About 3 years later,  I started having symptoms creep back in debilitating nausea, blood pressure changes, severe constipation, pain, bowel issues etc. My "walk in" clinic doctor was now my primary care doctor! I shared with him the return of symptoms and he ordered another scan. The CTA showed MALS again. This time, I also had developed post stenotic dilation which is like an aneurysm-one in the celiac trunk and one in an artery coming off of the celiac.


My vascular surgeon wanted to try an arteriogram and possibly consider a stent to keep the artery open. Unfortunately, this didn’t work. After the procedure, I developed a blood clot in my abdomen and was hospitalized for 5 days as it was in line for my lungs. Then, after 6 months of treatment, I was scheduled for open surgery again. This time, my doctor planned to bypass/reconstruct the artery.

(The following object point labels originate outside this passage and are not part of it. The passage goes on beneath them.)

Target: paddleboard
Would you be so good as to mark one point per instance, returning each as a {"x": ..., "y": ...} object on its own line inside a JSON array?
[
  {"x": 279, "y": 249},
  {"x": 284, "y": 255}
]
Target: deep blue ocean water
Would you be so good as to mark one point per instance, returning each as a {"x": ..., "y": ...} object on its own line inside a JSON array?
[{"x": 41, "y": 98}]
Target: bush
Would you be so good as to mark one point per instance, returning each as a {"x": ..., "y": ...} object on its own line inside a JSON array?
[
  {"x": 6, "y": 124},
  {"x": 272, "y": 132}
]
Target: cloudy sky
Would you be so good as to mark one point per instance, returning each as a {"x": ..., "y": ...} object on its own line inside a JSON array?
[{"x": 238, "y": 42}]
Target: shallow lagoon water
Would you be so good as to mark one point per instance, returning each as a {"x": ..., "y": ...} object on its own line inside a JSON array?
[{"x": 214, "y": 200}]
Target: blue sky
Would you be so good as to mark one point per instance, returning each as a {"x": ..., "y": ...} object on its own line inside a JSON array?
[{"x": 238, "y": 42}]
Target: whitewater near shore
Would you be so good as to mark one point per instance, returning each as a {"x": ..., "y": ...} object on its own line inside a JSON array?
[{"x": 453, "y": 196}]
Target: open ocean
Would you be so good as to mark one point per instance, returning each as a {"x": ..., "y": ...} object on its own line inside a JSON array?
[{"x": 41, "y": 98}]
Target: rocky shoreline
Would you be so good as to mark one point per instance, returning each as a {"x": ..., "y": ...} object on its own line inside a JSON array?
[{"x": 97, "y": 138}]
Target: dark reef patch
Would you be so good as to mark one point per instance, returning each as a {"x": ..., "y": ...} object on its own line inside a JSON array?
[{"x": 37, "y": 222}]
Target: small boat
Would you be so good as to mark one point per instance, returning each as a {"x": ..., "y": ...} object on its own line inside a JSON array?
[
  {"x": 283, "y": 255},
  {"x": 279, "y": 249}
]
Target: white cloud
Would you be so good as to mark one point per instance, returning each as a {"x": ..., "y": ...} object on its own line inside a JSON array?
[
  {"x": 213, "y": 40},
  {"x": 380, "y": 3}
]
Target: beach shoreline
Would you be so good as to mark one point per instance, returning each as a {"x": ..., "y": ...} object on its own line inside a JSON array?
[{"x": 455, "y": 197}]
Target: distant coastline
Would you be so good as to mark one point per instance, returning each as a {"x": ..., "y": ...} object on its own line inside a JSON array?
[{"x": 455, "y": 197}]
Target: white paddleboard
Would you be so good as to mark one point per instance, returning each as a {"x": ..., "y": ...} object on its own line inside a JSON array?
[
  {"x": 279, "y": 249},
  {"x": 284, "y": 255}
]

In April 2014, I had my second open MALS surgery. During surgery, the surgeon and his team felt they could not bypass my artery due to the significant amount of dense scar tissue that was everywhere. It was on my liver, spleen, pancreas, and all over the celiac artery trunk and caused an artery to wrap itself around my SMA. He cleaned up all the scar tissue including some additional nerve tissue. He then needed to figure out what to do for my celiac as it was floppy and unable to stay open and in the correct position. He also feared future scar tissue development. So, he and his team performed the world’s first ever omentum fat wrap around the celiac artery. He cut it and wrapped it completely around my celiac artery. This was to help protect the artery scar tissue as scar tissue doesn’t adhere to fat the same as other tissues. He stitched it into place and left multiple surgical clips for stability etc.  After a long recovery and another long “zipper” scar, all of my symptoms resolved. I started mountain biking again, running, eating and just enjoying the life I had been given, again.

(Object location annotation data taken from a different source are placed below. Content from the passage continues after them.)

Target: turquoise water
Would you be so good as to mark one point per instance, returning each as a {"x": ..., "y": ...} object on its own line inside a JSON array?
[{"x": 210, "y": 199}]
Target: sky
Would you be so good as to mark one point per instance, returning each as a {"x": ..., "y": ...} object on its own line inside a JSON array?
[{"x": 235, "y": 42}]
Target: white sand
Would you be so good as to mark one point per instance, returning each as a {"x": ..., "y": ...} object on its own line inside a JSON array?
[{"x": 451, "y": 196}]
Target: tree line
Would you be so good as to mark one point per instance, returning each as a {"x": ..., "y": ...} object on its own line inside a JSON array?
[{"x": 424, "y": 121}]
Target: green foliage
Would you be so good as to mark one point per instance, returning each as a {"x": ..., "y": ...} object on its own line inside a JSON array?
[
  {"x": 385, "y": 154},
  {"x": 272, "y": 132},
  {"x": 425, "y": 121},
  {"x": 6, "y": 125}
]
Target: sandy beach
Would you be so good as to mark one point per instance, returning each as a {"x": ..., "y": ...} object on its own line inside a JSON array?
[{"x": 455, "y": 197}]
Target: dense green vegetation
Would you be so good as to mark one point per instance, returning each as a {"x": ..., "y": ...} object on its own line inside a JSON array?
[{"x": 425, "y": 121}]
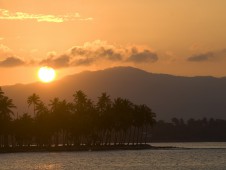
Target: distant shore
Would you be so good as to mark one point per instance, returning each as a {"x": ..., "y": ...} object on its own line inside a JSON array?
[{"x": 79, "y": 148}]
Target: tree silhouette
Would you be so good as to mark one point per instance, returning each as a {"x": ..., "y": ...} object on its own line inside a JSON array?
[
  {"x": 6, "y": 106},
  {"x": 33, "y": 99}
]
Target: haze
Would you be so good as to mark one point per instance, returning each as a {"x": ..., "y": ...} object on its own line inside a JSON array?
[{"x": 174, "y": 37}]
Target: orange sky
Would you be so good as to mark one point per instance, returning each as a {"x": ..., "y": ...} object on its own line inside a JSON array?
[{"x": 174, "y": 37}]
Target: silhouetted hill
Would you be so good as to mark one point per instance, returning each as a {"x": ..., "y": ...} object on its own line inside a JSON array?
[{"x": 169, "y": 96}]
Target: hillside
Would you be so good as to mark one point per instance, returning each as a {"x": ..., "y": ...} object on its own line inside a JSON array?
[{"x": 169, "y": 96}]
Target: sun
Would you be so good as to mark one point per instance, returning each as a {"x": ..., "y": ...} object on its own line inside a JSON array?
[{"x": 46, "y": 74}]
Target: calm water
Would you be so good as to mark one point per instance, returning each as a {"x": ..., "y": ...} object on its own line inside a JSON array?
[{"x": 202, "y": 156}]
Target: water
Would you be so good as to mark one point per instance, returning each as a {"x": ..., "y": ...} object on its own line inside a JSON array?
[{"x": 202, "y": 156}]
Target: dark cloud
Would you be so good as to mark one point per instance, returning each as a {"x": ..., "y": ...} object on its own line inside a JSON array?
[
  {"x": 57, "y": 62},
  {"x": 145, "y": 56},
  {"x": 98, "y": 51},
  {"x": 83, "y": 62},
  {"x": 201, "y": 57},
  {"x": 96, "y": 54},
  {"x": 11, "y": 62}
]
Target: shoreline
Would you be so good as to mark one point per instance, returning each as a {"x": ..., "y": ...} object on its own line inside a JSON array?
[{"x": 27, "y": 149}]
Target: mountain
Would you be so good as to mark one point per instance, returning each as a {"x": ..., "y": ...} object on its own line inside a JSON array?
[{"x": 169, "y": 96}]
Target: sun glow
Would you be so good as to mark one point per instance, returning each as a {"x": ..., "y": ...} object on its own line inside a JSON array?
[{"x": 46, "y": 74}]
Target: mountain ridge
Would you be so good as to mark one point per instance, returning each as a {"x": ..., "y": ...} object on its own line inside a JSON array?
[{"x": 169, "y": 96}]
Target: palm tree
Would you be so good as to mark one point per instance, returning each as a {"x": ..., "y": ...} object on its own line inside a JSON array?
[
  {"x": 6, "y": 106},
  {"x": 33, "y": 99}
]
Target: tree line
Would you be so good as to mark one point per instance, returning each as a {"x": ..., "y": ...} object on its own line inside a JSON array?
[{"x": 78, "y": 123}]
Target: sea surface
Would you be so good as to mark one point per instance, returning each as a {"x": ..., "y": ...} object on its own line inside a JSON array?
[{"x": 195, "y": 156}]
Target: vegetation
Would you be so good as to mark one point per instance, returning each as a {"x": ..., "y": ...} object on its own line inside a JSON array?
[{"x": 75, "y": 124}]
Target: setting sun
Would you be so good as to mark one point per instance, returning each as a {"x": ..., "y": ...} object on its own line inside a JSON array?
[{"x": 46, "y": 74}]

3 years past and once again I started having some symptoms. The pain, nausea, fatigue, blood pressure issues, and gastrointestinal symptoms returned.  My scans show that my artery position looks great - the fat wrap was helping!! However, I had what appeared to be a small “dent” in the artery again, most likely due to more scar tissue. I saw my doctor and was scheduled to have a celiac plexus block to see if it relieves symptoms. I struggled to eat normally and relied on a primarily liquid diet, but even that was painful. In November of 2017, my doctors office referred me to  an interventional radiologist at the same hospital. He felt a stent may help open my artery and prevent me having another surgery. While scared (due to the previous blood clot), I agreed and he was successful, providing another 6 months of full relief.

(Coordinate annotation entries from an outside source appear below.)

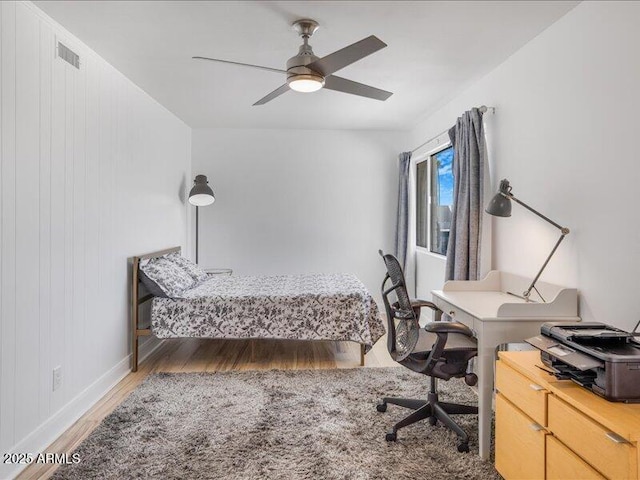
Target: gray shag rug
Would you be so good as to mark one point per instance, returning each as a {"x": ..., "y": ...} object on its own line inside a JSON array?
[{"x": 309, "y": 424}]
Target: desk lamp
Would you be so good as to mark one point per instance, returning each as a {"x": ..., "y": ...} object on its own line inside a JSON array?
[
  {"x": 500, "y": 206},
  {"x": 200, "y": 195}
]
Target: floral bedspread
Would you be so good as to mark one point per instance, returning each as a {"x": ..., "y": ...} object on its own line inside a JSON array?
[{"x": 295, "y": 307}]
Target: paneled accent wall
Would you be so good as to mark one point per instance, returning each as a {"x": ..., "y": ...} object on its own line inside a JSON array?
[{"x": 92, "y": 171}]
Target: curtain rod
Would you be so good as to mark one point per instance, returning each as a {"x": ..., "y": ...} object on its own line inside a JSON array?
[{"x": 483, "y": 109}]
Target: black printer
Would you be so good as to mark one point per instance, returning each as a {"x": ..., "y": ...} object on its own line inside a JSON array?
[{"x": 597, "y": 356}]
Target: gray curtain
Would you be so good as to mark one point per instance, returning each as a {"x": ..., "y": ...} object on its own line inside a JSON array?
[
  {"x": 402, "y": 220},
  {"x": 463, "y": 251}
]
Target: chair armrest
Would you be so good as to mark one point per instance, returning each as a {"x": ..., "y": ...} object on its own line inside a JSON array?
[
  {"x": 448, "y": 327},
  {"x": 417, "y": 303}
]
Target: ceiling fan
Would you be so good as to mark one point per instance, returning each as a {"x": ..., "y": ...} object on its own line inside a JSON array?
[{"x": 308, "y": 73}]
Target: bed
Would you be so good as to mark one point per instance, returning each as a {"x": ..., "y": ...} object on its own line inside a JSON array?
[{"x": 314, "y": 307}]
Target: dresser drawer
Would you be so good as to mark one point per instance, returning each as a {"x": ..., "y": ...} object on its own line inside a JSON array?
[
  {"x": 454, "y": 312},
  {"x": 527, "y": 395},
  {"x": 519, "y": 443},
  {"x": 596, "y": 445},
  {"x": 563, "y": 464}
]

Symptoms returned again and I received by second stent (starting inside the first and extending to the splenic artery). So far so good! I’m working full time as Mental Health Coordinator for a school system and enjoy mountain biking, working out, traveling, eating and boating.


Regardless of our path, the length of the road, and the number of interventions I must have I don’t regret it one bit. Having complete resolution of symptoms for several years is an amazing feeling. I wish that for everyone and for myself as I continue this journey.